Na internet das pessoas e das coisas a nossa rastreabilidade será quase total. Não é apenas a administração que traça novos limites, nós também pagaremos o preço pelo nosso crescente nomadismo digital ou, se quisermos, por uma geografia desejada feita de ubiquidade e topoligamia. Num jogo permanente de sedução e distração, a nossa tolerância e o nosso narcisismo digital irão, muitas vezes, abrir o flanco e cair na alienação digital e a servidão voluntária.
Notas Finais
Em resumo, a governação política está obrigada, mais uma vez, a definir novos limites éticos e jurídico-políticos que preservem a espécie humana da sua loucura pós-humanista. Por outro lado, por causa de uma elevada conectividade e interatividade, não podemos ficar reféns das máquinas inteligentes, mas, também, do passageiro clandestino e do seu comportamento furtivo, donde a relevância em tratar com extremo cuidado as questões de segurança das redes e privacidade dos cidadãos.
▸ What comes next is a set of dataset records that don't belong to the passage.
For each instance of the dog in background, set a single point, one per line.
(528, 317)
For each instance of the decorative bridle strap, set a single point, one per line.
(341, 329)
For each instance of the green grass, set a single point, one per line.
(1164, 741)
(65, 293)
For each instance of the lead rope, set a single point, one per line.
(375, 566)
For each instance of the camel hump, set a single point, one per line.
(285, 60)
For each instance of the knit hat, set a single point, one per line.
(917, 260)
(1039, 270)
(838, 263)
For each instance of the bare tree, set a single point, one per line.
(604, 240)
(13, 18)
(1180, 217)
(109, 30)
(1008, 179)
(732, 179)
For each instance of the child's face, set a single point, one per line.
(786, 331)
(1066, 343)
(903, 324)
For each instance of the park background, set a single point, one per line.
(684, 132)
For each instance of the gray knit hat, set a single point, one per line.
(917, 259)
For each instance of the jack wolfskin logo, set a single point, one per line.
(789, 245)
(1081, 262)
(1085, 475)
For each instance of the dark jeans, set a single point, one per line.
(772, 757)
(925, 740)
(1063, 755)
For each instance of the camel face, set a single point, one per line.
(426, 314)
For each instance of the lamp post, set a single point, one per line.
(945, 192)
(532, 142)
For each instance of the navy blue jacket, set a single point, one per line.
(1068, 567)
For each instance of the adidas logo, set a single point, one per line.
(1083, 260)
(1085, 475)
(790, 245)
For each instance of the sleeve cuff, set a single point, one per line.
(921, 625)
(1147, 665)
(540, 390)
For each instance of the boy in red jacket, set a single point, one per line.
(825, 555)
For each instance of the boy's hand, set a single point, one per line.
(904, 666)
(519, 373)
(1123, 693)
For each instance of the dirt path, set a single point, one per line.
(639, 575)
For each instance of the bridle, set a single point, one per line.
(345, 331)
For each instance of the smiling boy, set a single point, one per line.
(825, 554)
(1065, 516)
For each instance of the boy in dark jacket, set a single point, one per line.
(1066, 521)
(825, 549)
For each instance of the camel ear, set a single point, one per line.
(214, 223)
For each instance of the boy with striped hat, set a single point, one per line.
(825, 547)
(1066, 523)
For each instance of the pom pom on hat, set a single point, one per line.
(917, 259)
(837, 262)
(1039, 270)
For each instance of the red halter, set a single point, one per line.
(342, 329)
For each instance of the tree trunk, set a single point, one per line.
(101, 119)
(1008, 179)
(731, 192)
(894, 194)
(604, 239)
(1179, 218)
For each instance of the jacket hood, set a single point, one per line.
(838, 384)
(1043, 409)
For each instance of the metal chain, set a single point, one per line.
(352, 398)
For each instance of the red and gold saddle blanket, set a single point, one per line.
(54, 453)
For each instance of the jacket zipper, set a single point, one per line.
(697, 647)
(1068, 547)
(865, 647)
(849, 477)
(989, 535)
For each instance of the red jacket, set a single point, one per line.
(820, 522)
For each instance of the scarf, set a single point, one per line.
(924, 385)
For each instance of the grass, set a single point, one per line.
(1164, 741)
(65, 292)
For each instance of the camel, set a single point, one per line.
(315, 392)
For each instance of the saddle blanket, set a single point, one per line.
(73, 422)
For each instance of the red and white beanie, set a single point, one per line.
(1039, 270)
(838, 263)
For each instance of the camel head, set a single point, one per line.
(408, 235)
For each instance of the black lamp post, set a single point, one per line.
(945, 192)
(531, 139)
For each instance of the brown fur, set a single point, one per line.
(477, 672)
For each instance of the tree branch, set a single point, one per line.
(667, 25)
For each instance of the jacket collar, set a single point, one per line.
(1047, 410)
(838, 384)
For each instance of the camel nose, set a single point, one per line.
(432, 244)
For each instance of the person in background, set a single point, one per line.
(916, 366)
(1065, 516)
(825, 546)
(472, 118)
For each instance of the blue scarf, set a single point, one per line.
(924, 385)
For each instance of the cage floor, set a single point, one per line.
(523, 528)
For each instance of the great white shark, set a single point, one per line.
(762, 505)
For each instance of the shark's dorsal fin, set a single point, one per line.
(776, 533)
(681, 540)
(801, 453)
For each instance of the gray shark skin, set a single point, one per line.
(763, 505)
Esta tendência crescente de converter cada gesto da nossa vida num aplicativo digital e, logo de seguida, atribuir ao nosso assistente inteligente, o smartphone, a função reguladora principal da nossa existência, é uma tendência deveras perturbadora. Na grande tradição dos romances distópicos – a recente republicação das obras de George Orwell, em especial o livro 1984, é um bom sinal disso mesmo – estamos, de novo, no limiar de uma era misteriosa, aquela que relaciona humanidade e tecnologia, plena de mistério, esperança e muitos perigos. Todos eles falam de condicionamento e manipulação, de vigilância e polícia do pensamento e, no caso de Orwell, de uma novilíngua.
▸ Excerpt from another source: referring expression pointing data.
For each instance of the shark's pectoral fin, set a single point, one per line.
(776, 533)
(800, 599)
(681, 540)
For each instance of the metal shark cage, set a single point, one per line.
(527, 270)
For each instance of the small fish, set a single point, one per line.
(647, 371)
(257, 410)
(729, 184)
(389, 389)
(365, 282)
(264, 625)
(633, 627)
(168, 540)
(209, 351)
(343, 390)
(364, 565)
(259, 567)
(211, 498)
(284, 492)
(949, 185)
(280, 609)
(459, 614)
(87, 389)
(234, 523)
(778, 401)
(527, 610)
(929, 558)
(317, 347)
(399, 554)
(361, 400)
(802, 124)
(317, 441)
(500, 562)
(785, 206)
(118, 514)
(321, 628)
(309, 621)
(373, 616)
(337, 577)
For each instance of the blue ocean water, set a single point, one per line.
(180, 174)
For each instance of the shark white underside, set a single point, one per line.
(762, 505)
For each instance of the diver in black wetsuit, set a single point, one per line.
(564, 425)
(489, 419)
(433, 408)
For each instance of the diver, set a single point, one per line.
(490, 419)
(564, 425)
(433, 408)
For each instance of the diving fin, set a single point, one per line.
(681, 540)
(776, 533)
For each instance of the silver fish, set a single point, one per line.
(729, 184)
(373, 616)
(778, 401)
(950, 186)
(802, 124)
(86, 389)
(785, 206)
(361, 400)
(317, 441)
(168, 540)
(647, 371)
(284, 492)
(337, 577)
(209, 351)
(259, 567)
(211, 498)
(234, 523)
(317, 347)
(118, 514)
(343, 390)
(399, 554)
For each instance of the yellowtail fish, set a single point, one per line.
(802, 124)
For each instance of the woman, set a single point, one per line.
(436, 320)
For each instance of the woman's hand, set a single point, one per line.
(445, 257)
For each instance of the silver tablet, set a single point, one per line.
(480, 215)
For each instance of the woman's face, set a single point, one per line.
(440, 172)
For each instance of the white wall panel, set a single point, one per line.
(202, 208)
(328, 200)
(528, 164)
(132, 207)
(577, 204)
Terá a era digital alguma relação com esta tradição distópica? Será o hibridismo homem-máquina uma transição para outros universos de sentido e estados mentais? Quem está por detrás das novas corporações do algoritmo, do big data e do cloud computing e qual é o grau de responsabilidade pública e democrática que eles nos devem? Vamos deixar-nos ludibriar pelas apps de gamificação e ludificação que apenas servem para nos infantilizar e distrair?
Em nenhum caso, poderemos consentir que a nossa servidão voluntária se transforme em guarda pretoriana de um qualquer populista candidato a ditador. Temos de encontrar rapidamente um novo modo de pensar, estar e fazer a política, sob pena de sermos reduzidos a uns idiotas úteis da governação algorítmica, clientes da Big Appstore e súbditos de um qualquer Grão-Mestre Algoritmo. Sem uma robusta literacia digital e uma cultura política humanista que a proteja tudo pode acontecer, o melhor e o pior.